Mountaineers meet Va. Tech in WNIT semifinal

WVU senior forward Teana Muldrow

MORGANTOWN — They are the same and yet completely different — the WVU women’s basketball team and Virginia Tech, who will do battle in the WNIT semifinals March 28.

That statement probably doesn’t make much sense, but in the worlds of WVU coach Mike Carey and Virginia Tech’s Kenny Brooks, it was long ago realized and is now probably no more than an afterthought.

Injuries, players leaving school, not having players available when expected, players playing hurt or out of position — these have been the unfortunate sidebars attached to both teams this season.

One more: Both teams still believe they belonged in the NCAA tournament, instead of tipping off at 7 p.m. today, at the WVU Coliseum, for the right to play in the WNIT championship game.

“We got kind of knocked down when we didn’t make the (NCAA) tournament,” said WVU forward Teana Muldrow, the Mountaineers’ backbone this season, who set a school postseason record with 33 points in WVU’s quarterfinal win, against St. John’s. “We were all kind of down about that and hung our heads some, but we made it this far and there is still basketball to be played.”

The two teams already played this season, a 79-61 WVU victory in November, during the finals of the Paradise Jam, in Melbourne, Fla.

“You can’t go too much by that game,” Carey said. “A lot has changed since then.”

That may be an understatement.

The Hokies (22-13) played that day on the verge of cracking into the national top 25 polls and with junior point guard Chanette Hicks, a preseason all-ACC selection.

WVU (25-11) played that day on the verge of cracking into the nation’s top 10, while still believing star guard Tynice Martin would return to action later in the season and with a healthy backcourt.

Flash forward to March for the Hokies: Hicks left the team for personal reasons, leaving Virginia Tech without a point guard, starting forward Alexis Jean missed seven games with a knee injury and Rachel Camp was switched from shooting guard to power forward.

For the Mountaineers: Martin never came back, Muldrow played out of position all season at center, forward Kristina King missed time with a foot injury, and starting guards Kristina Pardee and Chania Ray are playing, but both have knee injuries.

That does not change what’s on the line today. A trip to the WNIT finals, while not the most crowning achievement in the basketball world, would add some legitimacy to either’s school’s claim that it may have been overlooked by the NCAA tournament.

And both schools will lean on a featured scorer to lead the way.

For the Hokies, that is junior guard Taylor Emery, who was an all-ACC second-team selection.
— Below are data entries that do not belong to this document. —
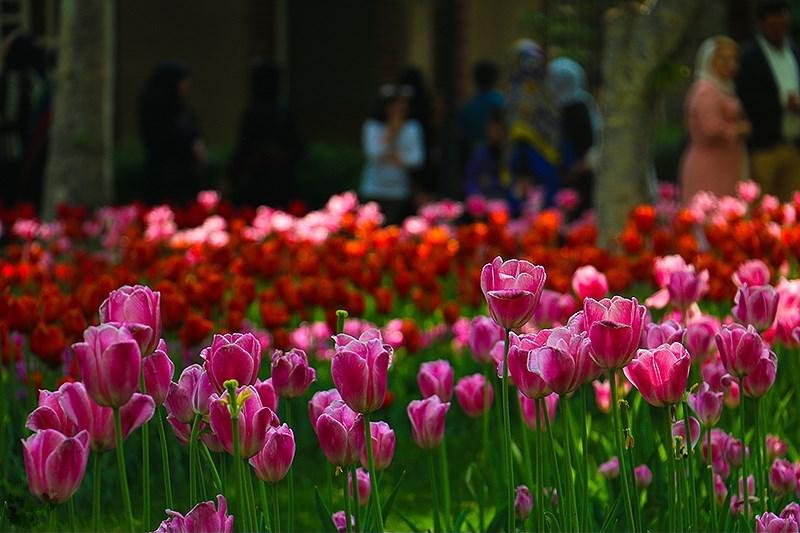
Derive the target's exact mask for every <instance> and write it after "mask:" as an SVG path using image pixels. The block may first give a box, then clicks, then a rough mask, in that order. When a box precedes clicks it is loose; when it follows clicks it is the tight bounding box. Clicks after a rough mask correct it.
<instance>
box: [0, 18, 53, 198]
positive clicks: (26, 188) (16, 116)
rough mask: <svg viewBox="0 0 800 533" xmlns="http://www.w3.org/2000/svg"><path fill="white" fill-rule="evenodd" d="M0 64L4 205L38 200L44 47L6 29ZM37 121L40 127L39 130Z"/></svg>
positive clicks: (40, 153) (40, 192)
mask: <svg viewBox="0 0 800 533" xmlns="http://www.w3.org/2000/svg"><path fill="white" fill-rule="evenodd" d="M2 57H3V60H2V70H0V176H2V199H3V203H4V204H6V205H11V204H14V203H16V202H19V201H26V202H31V203H33V204H35V205H36V204H38V203H39V202H40V200H41V191H42V180H43V173H42V172H43V157H39V156H40V154H41V150H40V148H41V146H42V145H43V144H44V142H45V141H46V139H47V135H46V131H47V125H49V120H47V121H44V123H42V121H41V120H40V119H41V117H42V114H43V113H46V116H48V117H49V91H47V82H46V77H45V72H44V70H45V69H44V63H45V62H44V52H43V51H42V50H41V49H40V48H39V47H37V46H36V45H35V44H34V42H33V40H32V39H31V38H30V36H28V35H25V34H22V33H15V34H12V35H11V36H10V37H9V38H8V40H7V41H6V42H5V43H4V45H3V54H2ZM42 127H44V130H43V131H42Z"/></svg>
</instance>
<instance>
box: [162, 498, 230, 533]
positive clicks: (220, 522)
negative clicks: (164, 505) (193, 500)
mask: <svg viewBox="0 0 800 533" xmlns="http://www.w3.org/2000/svg"><path fill="white" fill-rule="evenodd" d="M167 514H168V515H169V518H167V519H166V520H164V521H163V522H161V525H160V526H158V529H156V530H155V531H154V532H153V533H211V532H212V531H213V532H216V533H232V532H233V516H229V515H228V502H226V501H225V497H224V496H222V495H221V494H220V495H218V496H217V505H216V507H215V506H214V502H211V501H208V502H203V503H198V504H197V505H195V506H194V507H193V508H192V510H191V511H189V512H188V513H187V514H186V516H183V515H182V514H180V513H177V512H175V511H171V510H167Z"/></svg>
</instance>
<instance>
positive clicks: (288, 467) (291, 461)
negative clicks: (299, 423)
mask: <svg viewBox="0 0 800 533" xmlns="http://www.w3.org/2000/svg"><path fill="white" fill-rule="evenodd" d="M294 452H295V445H294V432H292V430H291V428H290V427H289V426H287V425H286V424H283V425H281V426H277V427H274V426H270V427H268V428H267V438H266V441H265V442H264V447H263V448H261V450H260V451H259V452H258V453H257V454H255V455H254V456H253V457H251V458H250V461H249V462H250V466H252V467H253V470H255V472H256V475H257V476H258V479H260V480H262V481H266V482H267V483H277V482H278V481H280V480H282V479H283V478H284V477H286V474H287V473H288V472H289V468H291V466H292V461H294Z"/></svg>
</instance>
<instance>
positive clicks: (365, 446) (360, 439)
mask: <svg viewBox="0 0 800 533" xmlns="http://www.w3.org/2000/svg"><path fill="white" fill-rule="evenodd" d="M369 430H370V436H371V437H372V460H373V463H374V464H375V470H386V469H387V468H389V465H391V464H392V459H393V458H394V449H395V444H396V437H395V434H394V430H393V429H392V428H391V427H389V424H387V423H386V422H383V421H378V422H370V423H369ZM353 437H354V440H353V442H354V444H355V447H356V449H358V450H359V459H360V460H361V466H363V467H364V468H369V462H368V461H367V459H368V457H367V448H366V446H364V437H365V435H364V417H362V416H359V417H358V418H357V419H356V431H355V434H354V435H353Z"/></svg>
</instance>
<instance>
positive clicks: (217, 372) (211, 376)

She averaged 18.3 points — her season average — in Virginia Tech’s first four WNIT games.

The 5-foot-10 guard from Tampa put up 30 against Duke and 32 against Virginia during the regular season, but was held to 3 of 11 from the field and seven points against the Mountaineers.

“We got out on her and I think she got in a little foul trouble, too, which hurt her,” Carey said. “She is someone who can shoot the 3 and can rebound. She’s a great offensive rebounder and someone who can get physical with you and drive it. She’s a really good player.”

The Mountaineers will counter with Muldrow, who has averaged 18.5 points during the WNIT.

“The match-up is going to be different,” Carey said. “They’re not going to switch (on screens) with their center, like St. John’s did. Quite frankly, their center (Regan Magarity) is more like Teana. She can shoot the 3 or take you off the drive. She’s a little bit taller than Teana. It’s going to be a tough guard for both of them.”


— TCU travels to Indiana, at 7 p.m. today, to play in the second semifinal. The winners will meet, at 3 p.m. Saturday, for the championship. If WVU advances, school officials are projecting the Mountaineers would host the WNIT championship only if TCU defeats Indiana. The Hoosiers averaged a crowd of 4,200 during the WNIT, while WVU’s average crowd is 1,787.

— Tickets are $9 for reserved seats, $7 for general admission, $5 for youths and $4 for groups of 10 or more. WVU will give away 1,000 “Beat Virginia Tech” signs and 1,000 gold foam fingers. In addition, the first 250 fans will receive a voucher for a free hot dog, chips and 20-ounce drink combo from the concession stands.